The stress that this type of physical activity places on your bones actually makes them denser. The growth of bone cells is stimulated, which also makes your bones stronger.

Since you need nothing more than the weight of your body, weight-bearing exercises can be performed anywhere, at any time. You don’t need to join an expensive gym, and you can exercise even if you travel a lot.

Your balance improves. Many weight-bearing exercises are performed on your feet (lunges, squats, jogging). This builds up the stabilization muscles in your legs, giving you better balance.

You become stronger. Strong muscles are not just for bodybuilders. When you build lean, strong muscles, everything you do becomes easier, from simple daily tasks to strenuous ones.

You develop that toned, athletic look. This does wonders for your health, self-esteem and ability to attract a partner.

You burn fat and calories. Being overweight or obese can cause other health concerns. Weight-bearing workouts replace fat, flabby areas on your body with toned muscle.

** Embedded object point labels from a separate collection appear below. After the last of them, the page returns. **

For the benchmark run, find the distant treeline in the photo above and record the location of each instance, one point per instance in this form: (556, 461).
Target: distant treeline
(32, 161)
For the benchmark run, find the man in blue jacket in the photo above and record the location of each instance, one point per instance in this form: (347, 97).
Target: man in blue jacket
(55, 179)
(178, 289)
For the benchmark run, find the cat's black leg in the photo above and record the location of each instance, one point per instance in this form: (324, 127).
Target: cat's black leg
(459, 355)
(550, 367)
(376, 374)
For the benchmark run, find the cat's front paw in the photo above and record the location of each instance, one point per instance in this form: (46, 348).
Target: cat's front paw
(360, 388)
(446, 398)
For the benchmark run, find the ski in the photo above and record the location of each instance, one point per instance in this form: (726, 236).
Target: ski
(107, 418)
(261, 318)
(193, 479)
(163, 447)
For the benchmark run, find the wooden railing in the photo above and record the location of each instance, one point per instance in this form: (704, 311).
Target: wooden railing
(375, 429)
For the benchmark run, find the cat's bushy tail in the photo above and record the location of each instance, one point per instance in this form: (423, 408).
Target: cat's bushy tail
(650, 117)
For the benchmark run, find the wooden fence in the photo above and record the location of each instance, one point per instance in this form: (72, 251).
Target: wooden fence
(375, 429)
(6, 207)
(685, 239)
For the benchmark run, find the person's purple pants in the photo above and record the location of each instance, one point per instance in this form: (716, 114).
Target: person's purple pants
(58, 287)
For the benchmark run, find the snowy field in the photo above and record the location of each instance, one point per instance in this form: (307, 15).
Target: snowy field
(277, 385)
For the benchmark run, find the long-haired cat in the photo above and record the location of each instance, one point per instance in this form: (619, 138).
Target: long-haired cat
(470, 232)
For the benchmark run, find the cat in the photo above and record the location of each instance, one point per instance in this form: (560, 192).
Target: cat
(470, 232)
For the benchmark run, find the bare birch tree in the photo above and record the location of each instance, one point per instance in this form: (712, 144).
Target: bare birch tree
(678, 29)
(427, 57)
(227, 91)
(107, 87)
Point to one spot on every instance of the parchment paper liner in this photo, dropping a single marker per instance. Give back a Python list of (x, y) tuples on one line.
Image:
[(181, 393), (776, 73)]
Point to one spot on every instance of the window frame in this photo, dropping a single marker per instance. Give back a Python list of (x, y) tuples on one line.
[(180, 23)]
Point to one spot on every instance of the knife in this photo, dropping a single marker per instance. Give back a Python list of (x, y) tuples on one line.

Your stamina increases. You need stamina to walk several flights of stairs, work a double shift at work or spend a weekend playing with your energetic grand-kids.

When to Check With Your Doctor Before Starting a New Exercise Plan

Keeping active is important if you want to lead a healthy lifestyle. That means adding exercise to your daily or weekly routine. If you haven’t been active in some time, you may want to consider checking with your doctor before you take up any type of exercise program.

The obvious reason for talking with a health professional in this situation is to avoid injury. If you lead a sedentary lifestyle for any significant period of time, you can’t simply jump into strenuous physical activity. You could break a bone, pull ligaments or suffer some other type of injury.

The worst case scenario is you could give yourself a heart attack. Your heart conditions itself to work as hard as you make it. So if you begin exercising after a long break, your heart is forced to quickly move from very little activity to forcing blood throughout your body at a very high rate. This drastic change in what you demand from your ticker could cause a serious cardiovascular problem.

An extended absence from physical activity is not the only reason you may want to get your doctor’s approval before beginning exercise. The Mayo Clinic urges you to speak with your physician before taking up exercise if any of the following situations apply.

  • You have heart disease.
  • Your family has a history of heart problems.
  • You have diabetes.
  • You suffer from arthritis.
  • You have a kidney disease.

If you are over 40 years of age, you may consider seeing a healthcare professional before taking up regular exercise as well. As you age, your body naturally loses bone density, muscle mass, flexibility and strength. That is why it is so important to stay physically active when you are older.

However, those same naturally occurring physical characteristics are also the reason you should get a checkup before you begin an exercise routine. The American College of Sports Medicine also suggests seeing a doctor “before engaging in vigorous exercise” if 2 or more of the following situations apply.

  • You are a man older than 45 or a woman older than 55.
  • You smoke regularly, or have within the past 6 months.
  • You have not exercised 3 days a week, at least 30 minutes each day, for over 3 months.
  • You are obese or overweight.
  • You have a high cholesterol level or high blood pressure.

When should you check with a doctor before beginning an exercise program? The tips above will help you decide whether you should consult your physician or not, but generally, one rule definitely applies – “When in doubt, check it out.” If you are unsure whether you should talk to a doctor in advance of exercising, it is always a good idea to go ahead and get a checkup.